Monday, 20 November 2017

No Monkey Business – who owns a selfie taken by an animal?



No Monkey Business – who owns a selfie taken by an animal?


Naruto – a Macaque in Indonesia.  The animal took this selfie with a photographer’s camera.  David Slater via Wikimedia Commons

Many of us see animals – and particularly domestic pets – as more than just “things”.  However, in South African law, an animal is regarded as an object – akin to a mobile phone or motor vehicle.  A person cannot murder an animal, regardless of how cruel or despicable their conduct; and while this issue is certainly a conversation we should be having as an advanced, modern society, it is certain, sadly, that animals enjoy very little legal protection and little in the way of legal rights.

Moreover, in terms of the Copyright Act 1978, copyright ownership is conferred on works of which the author is a person – either a natural person or a juristic person (like a company).  Consequently, in terms of our law as it stands, it would seem that animals cannot own the copyright to any images taken (whether taken intentionally – via training even, or by accident).

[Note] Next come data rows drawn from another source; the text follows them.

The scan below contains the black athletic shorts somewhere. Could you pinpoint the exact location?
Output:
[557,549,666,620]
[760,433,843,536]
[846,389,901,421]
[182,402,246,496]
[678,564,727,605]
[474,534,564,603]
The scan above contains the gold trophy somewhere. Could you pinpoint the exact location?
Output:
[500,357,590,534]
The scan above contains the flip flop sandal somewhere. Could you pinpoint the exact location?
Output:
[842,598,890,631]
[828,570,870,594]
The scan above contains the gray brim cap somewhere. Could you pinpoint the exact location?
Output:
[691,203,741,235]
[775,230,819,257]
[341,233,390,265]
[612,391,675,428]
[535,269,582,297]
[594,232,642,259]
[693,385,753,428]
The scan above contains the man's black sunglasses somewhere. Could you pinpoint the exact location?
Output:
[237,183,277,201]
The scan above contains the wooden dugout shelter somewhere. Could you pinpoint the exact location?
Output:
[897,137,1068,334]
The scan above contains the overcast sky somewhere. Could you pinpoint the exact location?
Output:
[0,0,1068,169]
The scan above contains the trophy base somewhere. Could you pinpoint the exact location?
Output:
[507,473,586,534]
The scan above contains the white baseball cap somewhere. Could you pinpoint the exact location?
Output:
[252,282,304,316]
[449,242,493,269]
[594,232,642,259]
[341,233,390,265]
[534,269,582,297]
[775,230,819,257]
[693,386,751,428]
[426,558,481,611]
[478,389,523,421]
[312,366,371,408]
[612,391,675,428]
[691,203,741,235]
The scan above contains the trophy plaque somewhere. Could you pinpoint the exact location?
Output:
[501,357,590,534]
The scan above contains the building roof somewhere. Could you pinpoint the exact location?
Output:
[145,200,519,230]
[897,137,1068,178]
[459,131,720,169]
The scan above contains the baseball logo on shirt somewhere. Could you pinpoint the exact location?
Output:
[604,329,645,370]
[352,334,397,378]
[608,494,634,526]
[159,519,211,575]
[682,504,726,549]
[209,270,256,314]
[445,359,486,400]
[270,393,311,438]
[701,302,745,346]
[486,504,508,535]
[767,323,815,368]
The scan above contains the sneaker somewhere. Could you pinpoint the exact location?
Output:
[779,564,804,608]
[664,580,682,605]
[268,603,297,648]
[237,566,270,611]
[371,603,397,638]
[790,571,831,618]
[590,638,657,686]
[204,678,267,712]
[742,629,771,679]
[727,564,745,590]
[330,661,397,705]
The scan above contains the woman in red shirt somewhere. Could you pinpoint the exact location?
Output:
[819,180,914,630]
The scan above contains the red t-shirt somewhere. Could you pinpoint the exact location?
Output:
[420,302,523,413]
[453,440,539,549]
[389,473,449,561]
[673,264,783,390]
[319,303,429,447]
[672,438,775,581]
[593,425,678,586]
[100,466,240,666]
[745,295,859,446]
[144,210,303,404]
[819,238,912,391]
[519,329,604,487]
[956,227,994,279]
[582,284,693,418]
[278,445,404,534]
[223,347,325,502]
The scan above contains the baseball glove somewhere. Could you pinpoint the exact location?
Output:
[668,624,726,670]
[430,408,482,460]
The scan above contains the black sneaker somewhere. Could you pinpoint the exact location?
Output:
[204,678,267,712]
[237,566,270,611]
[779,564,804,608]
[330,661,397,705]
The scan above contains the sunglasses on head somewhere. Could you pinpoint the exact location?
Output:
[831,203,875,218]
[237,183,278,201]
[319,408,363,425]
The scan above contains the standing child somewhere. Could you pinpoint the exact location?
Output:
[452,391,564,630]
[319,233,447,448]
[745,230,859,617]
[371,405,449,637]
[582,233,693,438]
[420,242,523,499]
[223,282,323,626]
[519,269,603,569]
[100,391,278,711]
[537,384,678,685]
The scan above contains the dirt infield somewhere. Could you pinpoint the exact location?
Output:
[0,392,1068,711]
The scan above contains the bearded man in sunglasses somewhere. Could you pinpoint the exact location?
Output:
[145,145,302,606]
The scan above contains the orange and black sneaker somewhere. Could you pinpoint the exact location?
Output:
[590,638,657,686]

This is the backdrop to the interesting story involving Naruto, an Indonesian monkey.  In 2011, photographer David Slater travelled to Indonesia to document a troop of crested black macaques.  A six-year-old male took a series of selfies with Slater’s camera – this was the start of a complicated (and no doubt costly) legal fight to determine ownership of copyright.
In about 2014, Wikipedia and Techdirt were asked by the photographer to take the photo down – both refused, essentially claiming the photo did not have any copyright as a non-human took the photo.   Subsequently, in 2015, the People for the Ethical Treatment of Animals (PETA) filed a suit against Slater claiming that the monkey was the correct owner.

Ultimately, the parties reached settlement in September 2017 – Slater has agreed to donate 25% of any future income from the photo to charities dedicated to protecting crested macaques in Indonesia.  Further, the parties (PETA and Slater) asked the 9th US circuit court of appeals to dismiss the case and throw out a lower court decision that said animals cannot own copyrights.

Some feel that this settlement is nonsensical – the law is clear in the United States (via B Wassom): “Copyrights are owned by human creators. And since this photo resulted from an entirely non-human process, it belongs in the public domain.”